Reda Jaber, director of Aman—the Arab Center for a Safe Society—explained that "the challenge of dealing with violence in Arab society is both social and structural. Arab society needs to be reorganized and rebuilt from its foundations for it to resolve the issues afflicting it, and not just deal with their symptoms.
"Fixing the erosion of its values that once united it. Forgoing its clannish and tribal structure, which prevents any real progress by the local Arab authorities. Nurturing Arab settlements, fighting poverty and taking care of youths by establishing vital community centers for non-formal education. Improving women's status in society and the perception of government and law.

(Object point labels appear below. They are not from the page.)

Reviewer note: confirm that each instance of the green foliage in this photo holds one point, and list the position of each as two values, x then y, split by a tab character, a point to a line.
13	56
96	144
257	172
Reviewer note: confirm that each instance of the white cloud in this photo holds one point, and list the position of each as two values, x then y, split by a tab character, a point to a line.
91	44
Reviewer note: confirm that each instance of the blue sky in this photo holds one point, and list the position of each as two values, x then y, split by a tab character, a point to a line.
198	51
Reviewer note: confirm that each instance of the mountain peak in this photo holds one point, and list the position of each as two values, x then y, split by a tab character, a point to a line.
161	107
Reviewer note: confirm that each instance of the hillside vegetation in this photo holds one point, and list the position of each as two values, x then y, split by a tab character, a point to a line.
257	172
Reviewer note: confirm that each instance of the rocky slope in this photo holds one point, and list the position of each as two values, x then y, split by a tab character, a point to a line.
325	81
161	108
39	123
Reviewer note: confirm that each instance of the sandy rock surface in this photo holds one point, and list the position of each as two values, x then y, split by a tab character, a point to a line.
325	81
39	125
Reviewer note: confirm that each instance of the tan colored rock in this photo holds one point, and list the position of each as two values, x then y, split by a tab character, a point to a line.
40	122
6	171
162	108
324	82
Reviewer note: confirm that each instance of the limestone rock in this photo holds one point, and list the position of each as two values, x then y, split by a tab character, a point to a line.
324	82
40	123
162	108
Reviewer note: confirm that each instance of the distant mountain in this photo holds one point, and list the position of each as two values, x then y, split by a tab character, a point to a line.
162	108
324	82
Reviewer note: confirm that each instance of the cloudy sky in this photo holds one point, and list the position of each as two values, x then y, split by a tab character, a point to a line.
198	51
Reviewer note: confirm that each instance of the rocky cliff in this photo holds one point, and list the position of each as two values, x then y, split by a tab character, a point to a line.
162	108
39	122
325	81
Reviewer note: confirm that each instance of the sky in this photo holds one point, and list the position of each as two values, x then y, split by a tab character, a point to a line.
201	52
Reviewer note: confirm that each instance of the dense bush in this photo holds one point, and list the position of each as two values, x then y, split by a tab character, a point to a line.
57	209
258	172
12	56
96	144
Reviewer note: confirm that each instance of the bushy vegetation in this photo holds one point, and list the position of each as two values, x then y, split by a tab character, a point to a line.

"All these things require political and social leadership willing to take the lead, face reality and bravely work for meaningful and even painful changes.
The police responded that they "have been operating in recent years together with the Ministry of Public Security to meet the unique needs of Arab society to reduce crime and increase feelings of safety and trust in the police and the rule of law among citizens. That is done through, among other things, firm enforcement against law breakers.
"In recent years we have seized thousands of armaments and arrested hundreds of suspects, indicting them whenever we could. In 2015 more than 1,100 indictments for weapon violations within the Arab populace were filed, and more than 900 suspects' remands were extended until the end of the proceedings against them.
"These results are a product of due decisive action and are, and the number of arrests that result in indictments is only getting higher."